Il videomessaggio
Meloni a “La Piazza” di Affaritaliani: “Il Sud priorità del governo, la ZES unica ha generato 60 miliardi”
Il messaggio della premier alla kermesse pugliese: "Vogliamo un'Italia più forte, più coesa, più competitiva"
Tailleur chiaro e tono istituzionale ma diretto: così Giorgia Meloni è apparsa nel videomessaggio inviato a “La Piazza di Affaritaliani.it”, la rassegna giunta all’edizione 2026 che si tiene a Ceglie Messapica, nel cuore della Valle d’Itria. La presidente del Consiglio, assente per impegni istituzionali, ha scelto comunque di rivolgersi al pubblico con un intervento che ha unito il legame personale con il territorio pugliese alle priorità del governo per il Mezzogiorno.
Un legame che dura da nove anni
Meloni non ha nascosto l’affetto per la Puglia, aprendo il suo messaggio con parole di stima per gli organizzatori e per il territorio: “Cari amici di Affari Italiani, sapete bene quanto mi dispiace non essere con voi stasera a Ceglie Messapica, città splendida che conosco abbastanza bene”, ha detto, definendo la Valle d’Itria “un territorio che amo molto, a cui sono particolarmente legata, a cui sono legati alcuni dei miei momenti migliori”.
La premier ha ricordato di essere ormai “un’habitué del territorio da nove anni” e di essere già stata ospite in passato della rassegna, diventata ormai – ha sottolineato – “una delle principali occasioni di approfondimento e dibattito nel panorama giornalistico italiano”.
I Giochi del Mediterraneo e la scommessa sul Sud
Nel suo intervento, Meloni ha collegato l’appuntamento pugliese alla ribalta internazionale di cui la regione gode in questi giorni grazie ai Giochi del Mediterraneo in corso a Taranto, definiti “una straordinaria opportunità per il Sud, per l’Italia intera”, oltre che “l’ennesima occasione per la nostra nazione di dimostrare quanto sia capace di organizzare al meglio grandi eventi di respiro globale”.
Non a caso, ha aggiunto, fa piacere che “lo sviluppo del Mezzogiorno” sia tra i temi principali scelti per questa edizione: un tema su cui il governo, ha assicurato, “farà tesoro degli spunti che emergeranno” nel corso dei tre giorni di dibattiti.

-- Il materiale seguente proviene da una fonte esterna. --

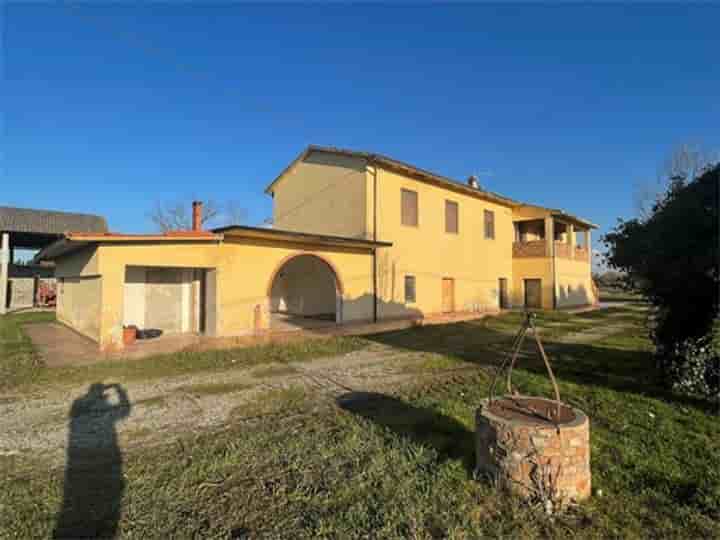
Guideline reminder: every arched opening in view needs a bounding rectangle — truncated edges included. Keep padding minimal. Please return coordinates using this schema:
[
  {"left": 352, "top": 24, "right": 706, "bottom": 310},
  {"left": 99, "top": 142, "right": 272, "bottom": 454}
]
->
[{"left": 268, "top": 253, "right": 342, "bottom": 330}]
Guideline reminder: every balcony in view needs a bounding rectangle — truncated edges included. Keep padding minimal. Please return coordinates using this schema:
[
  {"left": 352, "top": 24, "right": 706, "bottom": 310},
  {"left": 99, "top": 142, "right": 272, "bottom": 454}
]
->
[
  {"left": 513, "top": 240, "right": 590, "bottom": 261},
  {"left": 513, "top": 240, "right": 545, "bottom": 257}
]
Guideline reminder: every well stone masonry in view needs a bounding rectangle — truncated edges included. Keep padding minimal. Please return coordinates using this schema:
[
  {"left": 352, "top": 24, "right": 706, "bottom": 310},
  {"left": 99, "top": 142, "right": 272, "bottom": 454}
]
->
[{"left": 475, "top": 396, "right": 591, "bottom": 502}]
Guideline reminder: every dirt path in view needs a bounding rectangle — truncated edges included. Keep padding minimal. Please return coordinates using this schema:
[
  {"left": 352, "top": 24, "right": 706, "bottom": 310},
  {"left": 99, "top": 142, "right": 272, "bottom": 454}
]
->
[{"left": 0, "top": 314, "right": 626, "bottom": 464}]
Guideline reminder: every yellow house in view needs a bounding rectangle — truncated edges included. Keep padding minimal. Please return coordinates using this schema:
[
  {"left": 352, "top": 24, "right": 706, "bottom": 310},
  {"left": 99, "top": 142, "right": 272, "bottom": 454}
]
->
[{"left": 38, "top": 146, "right": 595, "bottom": 349}]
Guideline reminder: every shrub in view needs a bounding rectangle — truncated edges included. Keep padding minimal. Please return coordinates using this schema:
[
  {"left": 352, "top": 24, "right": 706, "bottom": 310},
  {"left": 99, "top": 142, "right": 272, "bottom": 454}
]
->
[{"left": 667, "top": 335, "right": 720, "bottom": 400}]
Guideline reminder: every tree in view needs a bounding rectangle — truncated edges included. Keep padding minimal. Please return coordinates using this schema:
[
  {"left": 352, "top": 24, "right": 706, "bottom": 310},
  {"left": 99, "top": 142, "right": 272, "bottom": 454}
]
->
[
  {"left": 148, "top": 199, "right": 247, "bottom": 232},
  {"left": 635, "top": 143, "right": 720, "bottom": 220},
  {"left": 603, "top": 164, "right": 720, "bottom": 396}
]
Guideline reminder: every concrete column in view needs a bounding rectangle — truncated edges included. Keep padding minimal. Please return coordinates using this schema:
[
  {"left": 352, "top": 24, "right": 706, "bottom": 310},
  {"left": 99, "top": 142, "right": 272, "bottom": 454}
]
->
[
  {"left": 0, "top": 233, "right": 10, "bottom": 315},
  {"left": 545, "top": 217, "right": 555, "bottom": 257}
]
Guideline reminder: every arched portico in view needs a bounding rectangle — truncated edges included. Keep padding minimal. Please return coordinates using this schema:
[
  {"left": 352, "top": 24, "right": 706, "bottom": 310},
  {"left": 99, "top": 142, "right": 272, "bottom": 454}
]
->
[{"left": 267, "top": 252, "right": 343, "bottom": 329}]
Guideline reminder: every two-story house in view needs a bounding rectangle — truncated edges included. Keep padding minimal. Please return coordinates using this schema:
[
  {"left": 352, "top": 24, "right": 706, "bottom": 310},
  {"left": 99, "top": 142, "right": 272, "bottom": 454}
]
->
[
  {"left": 39, "top": 146, "right": 595, "bottom": 349},
  {"left": 266, "top": 146, "right": 595, "bottom": 318}
]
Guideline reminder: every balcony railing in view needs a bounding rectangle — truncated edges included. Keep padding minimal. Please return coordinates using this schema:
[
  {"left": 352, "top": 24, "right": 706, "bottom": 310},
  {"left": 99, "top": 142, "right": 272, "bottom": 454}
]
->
[
  {"left": 555, "top": 241, "right": 570, "bottom": 259},
  {"left": 513, "top": 240, "right": 589, "bottom": 261}
]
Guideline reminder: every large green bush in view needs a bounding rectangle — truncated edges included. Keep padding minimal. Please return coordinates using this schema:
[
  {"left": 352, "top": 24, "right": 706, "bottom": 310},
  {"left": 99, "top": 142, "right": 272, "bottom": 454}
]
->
[{"left": 604, "top": 164, "right": 720, "bottom": 395}]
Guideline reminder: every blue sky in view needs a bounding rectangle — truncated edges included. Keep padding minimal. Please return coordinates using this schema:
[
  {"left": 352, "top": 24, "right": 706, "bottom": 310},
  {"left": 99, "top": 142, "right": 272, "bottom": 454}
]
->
[{"left": 0, "top": 2, "right": 720, "bottom": 260}]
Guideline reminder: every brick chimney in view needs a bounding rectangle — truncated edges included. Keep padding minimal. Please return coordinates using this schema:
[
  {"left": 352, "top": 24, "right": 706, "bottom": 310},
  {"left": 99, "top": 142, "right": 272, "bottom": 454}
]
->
[{"left": 193, "top": 201, "right": 202, "bottom": 231}]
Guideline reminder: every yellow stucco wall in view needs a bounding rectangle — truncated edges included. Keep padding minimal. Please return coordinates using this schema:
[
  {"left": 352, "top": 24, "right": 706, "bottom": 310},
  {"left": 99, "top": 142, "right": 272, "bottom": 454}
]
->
[
  {"left": 55, "top": 276, "right": 102, "bottom": 341},
  {"left": 273, "top": 151, "right": 367, "bottom": 238},
  {"left": 369, "top": 168, "right": 513, "bottom": 318},
  {"left": 555, "top": 258, "right": 595, "bottom": 308},
  {"left": 55, "top": 247, "right": 102, "bottom": 341},
  {"left": 87, "top": 240, "right": 373, "bottom": 348}
]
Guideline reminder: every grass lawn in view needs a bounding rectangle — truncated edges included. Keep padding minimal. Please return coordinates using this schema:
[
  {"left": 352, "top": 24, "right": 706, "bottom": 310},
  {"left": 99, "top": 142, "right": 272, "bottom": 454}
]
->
[
  {"left": 0, "top": 306, "right": 720, "bottom": 539},
  {"left": 0, "top": 312, "right": 55, "bottom": 391}
]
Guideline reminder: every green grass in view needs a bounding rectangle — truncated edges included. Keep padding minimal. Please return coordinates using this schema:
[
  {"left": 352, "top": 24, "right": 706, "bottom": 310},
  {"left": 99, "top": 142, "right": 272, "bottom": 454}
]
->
[
  {"left": 0, "top": 310, "right": 720, "bottom": 539},
  {"left": 0, "top": 312, "right": 55, "bottom": 392}
]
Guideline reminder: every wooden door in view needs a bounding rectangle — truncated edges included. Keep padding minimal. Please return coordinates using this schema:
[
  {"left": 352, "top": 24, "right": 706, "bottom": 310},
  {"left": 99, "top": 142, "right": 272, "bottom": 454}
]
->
[
  {"left": 442, "top": 278, "right": 455, "bottom": 313},
  {"left": 525, "top": 279, "right": 542, "bottom": 309},
  {"left": 498, "top": 278, "right": 510, "bottom": 309}
]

La ZES unica e i 60 miliardi di giro d’affari
Uno dei passaggi cruciali del discorso ha riguardato i risultati della Zona Economica Speciale unica per il Mezzogiorno. Meloni ha rivendicato con forza i numeri: “Penso alla ZES unica, che ha generato finora un giro d’affari da 60 miliardi di euro nel Mezzogiorno, che ha contribuito a far crescere questi territori più della media nazionale”. Una strategia, ha spiegato, che si fonda su meccanismi “particolarmente concreti ed efficaci” legati alle semplificazioni, che il governo intende ora “estendere a tutto il territorio nazionale”: un dossier, ha precisato, seguito “con grande attenzione”, visto l’impatto della ZES “sulla crescita e sull’occupazione”, impatto che l’esecutivo vuole ora “amplificare”.

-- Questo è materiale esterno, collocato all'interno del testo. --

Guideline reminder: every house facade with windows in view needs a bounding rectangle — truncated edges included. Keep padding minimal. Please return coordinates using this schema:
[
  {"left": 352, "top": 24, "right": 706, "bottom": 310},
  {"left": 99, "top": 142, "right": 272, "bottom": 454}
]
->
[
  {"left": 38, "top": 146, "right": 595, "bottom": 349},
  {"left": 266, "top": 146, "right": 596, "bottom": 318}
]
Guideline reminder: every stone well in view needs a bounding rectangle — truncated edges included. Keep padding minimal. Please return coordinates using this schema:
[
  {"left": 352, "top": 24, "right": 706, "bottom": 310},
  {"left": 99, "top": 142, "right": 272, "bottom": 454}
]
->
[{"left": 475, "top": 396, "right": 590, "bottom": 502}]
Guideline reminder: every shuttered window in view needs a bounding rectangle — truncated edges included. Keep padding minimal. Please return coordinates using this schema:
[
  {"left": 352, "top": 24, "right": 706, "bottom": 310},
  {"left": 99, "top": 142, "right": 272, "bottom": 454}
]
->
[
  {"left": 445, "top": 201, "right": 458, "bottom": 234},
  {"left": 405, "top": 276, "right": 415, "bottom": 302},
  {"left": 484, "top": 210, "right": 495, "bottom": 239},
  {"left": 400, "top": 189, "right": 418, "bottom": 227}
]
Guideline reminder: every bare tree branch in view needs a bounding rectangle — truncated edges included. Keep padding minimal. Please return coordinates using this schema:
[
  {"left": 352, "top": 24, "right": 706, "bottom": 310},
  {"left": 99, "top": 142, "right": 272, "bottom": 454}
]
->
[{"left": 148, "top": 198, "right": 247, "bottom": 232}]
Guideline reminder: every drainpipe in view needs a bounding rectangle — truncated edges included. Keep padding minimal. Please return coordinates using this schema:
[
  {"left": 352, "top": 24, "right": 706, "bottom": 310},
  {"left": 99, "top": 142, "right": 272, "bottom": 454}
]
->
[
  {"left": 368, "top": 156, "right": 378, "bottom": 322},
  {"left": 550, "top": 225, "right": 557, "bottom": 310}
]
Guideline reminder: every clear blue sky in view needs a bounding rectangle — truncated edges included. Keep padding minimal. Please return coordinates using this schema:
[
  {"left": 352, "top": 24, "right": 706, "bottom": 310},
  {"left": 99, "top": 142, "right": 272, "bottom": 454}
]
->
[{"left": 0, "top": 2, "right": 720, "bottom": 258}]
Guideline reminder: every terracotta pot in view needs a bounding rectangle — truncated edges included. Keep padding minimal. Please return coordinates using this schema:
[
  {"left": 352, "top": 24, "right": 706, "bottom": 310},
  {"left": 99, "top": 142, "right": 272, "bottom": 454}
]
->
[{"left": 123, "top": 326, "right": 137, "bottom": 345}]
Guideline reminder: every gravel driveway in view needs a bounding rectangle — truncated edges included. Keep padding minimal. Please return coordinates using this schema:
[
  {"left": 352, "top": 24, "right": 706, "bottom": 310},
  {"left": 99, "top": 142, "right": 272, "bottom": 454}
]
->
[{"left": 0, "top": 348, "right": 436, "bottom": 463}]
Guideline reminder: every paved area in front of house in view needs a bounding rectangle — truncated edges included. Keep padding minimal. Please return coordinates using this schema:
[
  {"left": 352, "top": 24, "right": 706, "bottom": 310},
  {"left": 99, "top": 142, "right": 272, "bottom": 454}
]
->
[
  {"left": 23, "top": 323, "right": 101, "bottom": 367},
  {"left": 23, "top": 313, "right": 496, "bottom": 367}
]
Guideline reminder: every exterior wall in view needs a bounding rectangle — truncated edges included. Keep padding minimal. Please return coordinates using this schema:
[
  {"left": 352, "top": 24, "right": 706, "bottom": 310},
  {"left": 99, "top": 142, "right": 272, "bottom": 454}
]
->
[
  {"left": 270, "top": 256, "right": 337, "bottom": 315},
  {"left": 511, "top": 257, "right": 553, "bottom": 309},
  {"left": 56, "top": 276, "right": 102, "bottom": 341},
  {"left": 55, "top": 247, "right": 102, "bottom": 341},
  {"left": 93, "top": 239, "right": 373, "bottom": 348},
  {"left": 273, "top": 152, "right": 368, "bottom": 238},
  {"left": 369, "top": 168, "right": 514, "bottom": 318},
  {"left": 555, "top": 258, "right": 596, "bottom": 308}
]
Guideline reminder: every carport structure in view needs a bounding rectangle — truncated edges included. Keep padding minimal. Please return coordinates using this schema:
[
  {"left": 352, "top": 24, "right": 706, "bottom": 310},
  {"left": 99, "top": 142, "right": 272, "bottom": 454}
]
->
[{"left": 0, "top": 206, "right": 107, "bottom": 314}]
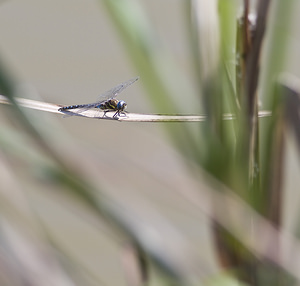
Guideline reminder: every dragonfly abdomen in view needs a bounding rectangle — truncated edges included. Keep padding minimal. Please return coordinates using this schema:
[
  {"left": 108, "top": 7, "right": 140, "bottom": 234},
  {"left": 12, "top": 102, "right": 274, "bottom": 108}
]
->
[{"left": 97, "top": 99, "right": 119, "bottom": 110}]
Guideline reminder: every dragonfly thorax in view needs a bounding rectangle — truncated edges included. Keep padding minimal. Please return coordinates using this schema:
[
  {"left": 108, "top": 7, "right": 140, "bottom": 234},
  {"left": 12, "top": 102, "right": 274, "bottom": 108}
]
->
[{"left": 117, "top": 100, "right": 127, "bottom": 111}]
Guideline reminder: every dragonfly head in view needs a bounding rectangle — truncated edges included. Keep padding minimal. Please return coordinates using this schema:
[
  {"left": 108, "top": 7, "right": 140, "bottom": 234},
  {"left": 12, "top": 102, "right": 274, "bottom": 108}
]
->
[{"left": 117, "top": 100, "right": 127, "bottom": 111}]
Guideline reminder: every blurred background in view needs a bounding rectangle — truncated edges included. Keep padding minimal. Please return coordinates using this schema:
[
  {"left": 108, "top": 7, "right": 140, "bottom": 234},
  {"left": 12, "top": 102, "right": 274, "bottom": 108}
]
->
[{"left": 0, "top": 0, "right": 300, "bottom": 285}]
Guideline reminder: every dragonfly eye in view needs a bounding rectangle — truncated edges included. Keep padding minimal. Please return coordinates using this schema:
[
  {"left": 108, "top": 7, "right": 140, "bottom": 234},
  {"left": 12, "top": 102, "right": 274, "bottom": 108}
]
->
[{"left": 117, "top": 100, "right": 127, "bottom": 111}]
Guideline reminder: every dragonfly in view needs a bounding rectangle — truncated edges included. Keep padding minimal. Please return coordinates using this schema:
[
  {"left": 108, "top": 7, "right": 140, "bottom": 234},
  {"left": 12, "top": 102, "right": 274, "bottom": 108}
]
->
[{"left": 58, "top": 77, "right": 139, "bottom": 118}]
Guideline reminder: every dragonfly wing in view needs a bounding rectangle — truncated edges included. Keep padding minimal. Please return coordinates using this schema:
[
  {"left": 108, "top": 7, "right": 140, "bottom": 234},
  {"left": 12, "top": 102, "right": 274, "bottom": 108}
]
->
[{"left": 98, "top": 77, "right": 139, "bottom": 103}]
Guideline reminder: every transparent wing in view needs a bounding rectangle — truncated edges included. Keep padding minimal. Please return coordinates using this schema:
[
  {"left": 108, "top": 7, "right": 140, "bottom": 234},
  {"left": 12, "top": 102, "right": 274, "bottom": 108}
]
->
[{"left": 59, "top": 77, "right": 139, "bottom": 116}]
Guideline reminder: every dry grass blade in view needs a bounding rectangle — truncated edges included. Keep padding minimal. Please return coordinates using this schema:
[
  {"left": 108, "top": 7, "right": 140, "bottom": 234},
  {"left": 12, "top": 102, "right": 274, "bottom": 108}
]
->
[{"left": 0, "top": 95, "right": 272, "bottom": 122}]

“Un’Italia più forte, più coesa, più competitiva”
Restituire centralità al Sud, ha ribadito Meloni, resta “una priorità” del governo “fin dal nostro insediamento”, perseguita “con scelte innovative e coraggiose”. L’obiettivo, ha concluso, “rimane sempre lo stesso: rendere l’Italia più forte, più coesa, più competitiva, più capace di vincere le sfide di questo tempo”.
E in questo, ha concluso Meloni rivolgendosi al pubblico di Ceglie Messapica, un appuntamento come “La Piazza” “fa la differenza sul piano dell’elaborazione, sul piano del confronto, sul piano della democrazia”.